I guess Dissonance needs one, too
What were the ceilings of bombers vs fighters? No one paid much attention to the Enola Gay, since a single high altitude bomber was not considered to be much of a threat. Conventional bombers had to be low enough to be effective, but not one dropping an atomic bomb. I suspect the first one, at least, might have gotten through with very little difficulty.

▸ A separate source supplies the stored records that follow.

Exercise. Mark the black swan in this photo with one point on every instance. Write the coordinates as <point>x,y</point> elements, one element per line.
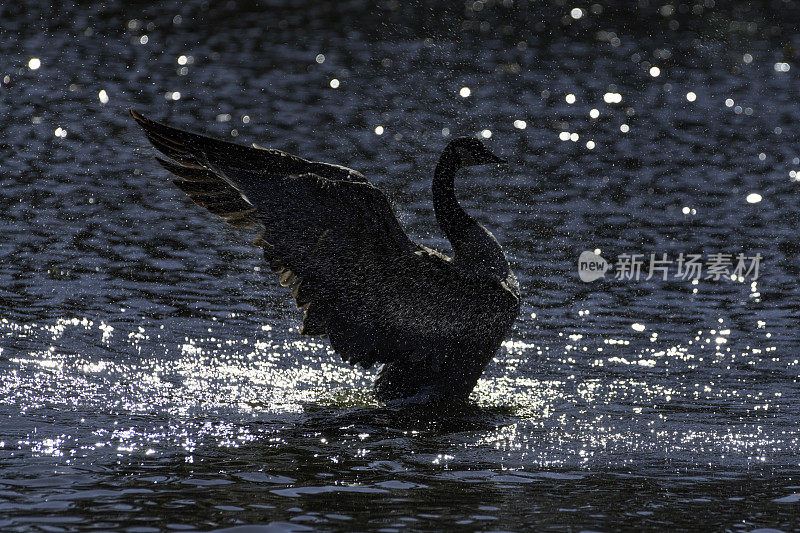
<point>432,321</point>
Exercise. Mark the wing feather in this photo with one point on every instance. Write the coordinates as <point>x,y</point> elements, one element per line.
<point>332,237</point>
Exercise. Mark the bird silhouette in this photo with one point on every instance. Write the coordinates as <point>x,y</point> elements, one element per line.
<point>433,322</point>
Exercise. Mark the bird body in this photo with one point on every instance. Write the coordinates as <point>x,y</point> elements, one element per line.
<point>433,322</point>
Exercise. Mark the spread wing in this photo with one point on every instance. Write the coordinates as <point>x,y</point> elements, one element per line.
<point>331,236</point>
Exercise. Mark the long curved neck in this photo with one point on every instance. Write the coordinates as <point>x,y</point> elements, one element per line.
<point>451,217</point>
<point>473,246</point>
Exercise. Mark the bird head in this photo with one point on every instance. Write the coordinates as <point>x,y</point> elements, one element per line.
<point>471,151</point>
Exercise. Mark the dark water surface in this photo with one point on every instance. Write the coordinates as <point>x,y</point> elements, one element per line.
<point>151,374</point>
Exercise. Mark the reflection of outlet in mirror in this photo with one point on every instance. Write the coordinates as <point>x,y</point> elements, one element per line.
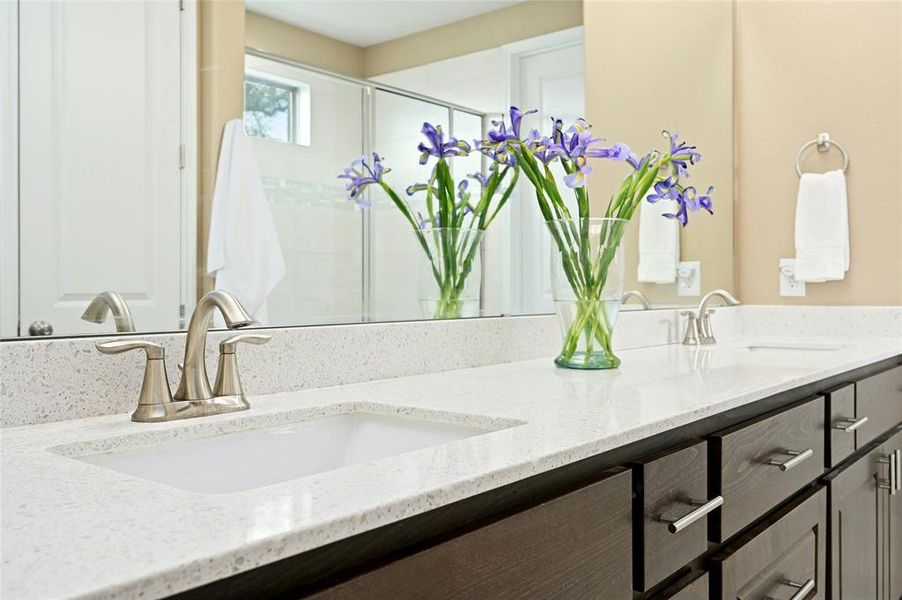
<point>689,278</point>
<point>788,284</point>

I’d think the shock to a populace who had been winning in this scenario losing a city to one bomb might have been significant, may be even more so that for the Japanese who had already basically lost. I agree that Munich would have been an excellent first choice, since the Allies would have had captured much of Italy by this point, and thus would have closer airbases. You also want the infrastructure to survive to respond to the request for surrender and to worry about being next.
Even the scientists didn’t truly understand the problems of fallout in 1945 – in fact, Operation Plowshare was still looking at the use of nuclear explosions in the 1960’s.
If civilians started getting sick and dying all over Europe, I suspect it would have been blamed on the Nazis using poison gas on their own people.
Dresden had a huge shock on the German people - the book I read said they were expecting more and it was going to be a war ender, but the conditions to repeat it simply didnt happen. They thought it was a reliable technique the allies had developed rather than a confluence of factors making it more successful than it could be in future.
So Id think theres little doubt being able to repeat it half a dozen times without needing the right conditions would have been more than enough.
Otara
Shush you, it happens to all men at sometime!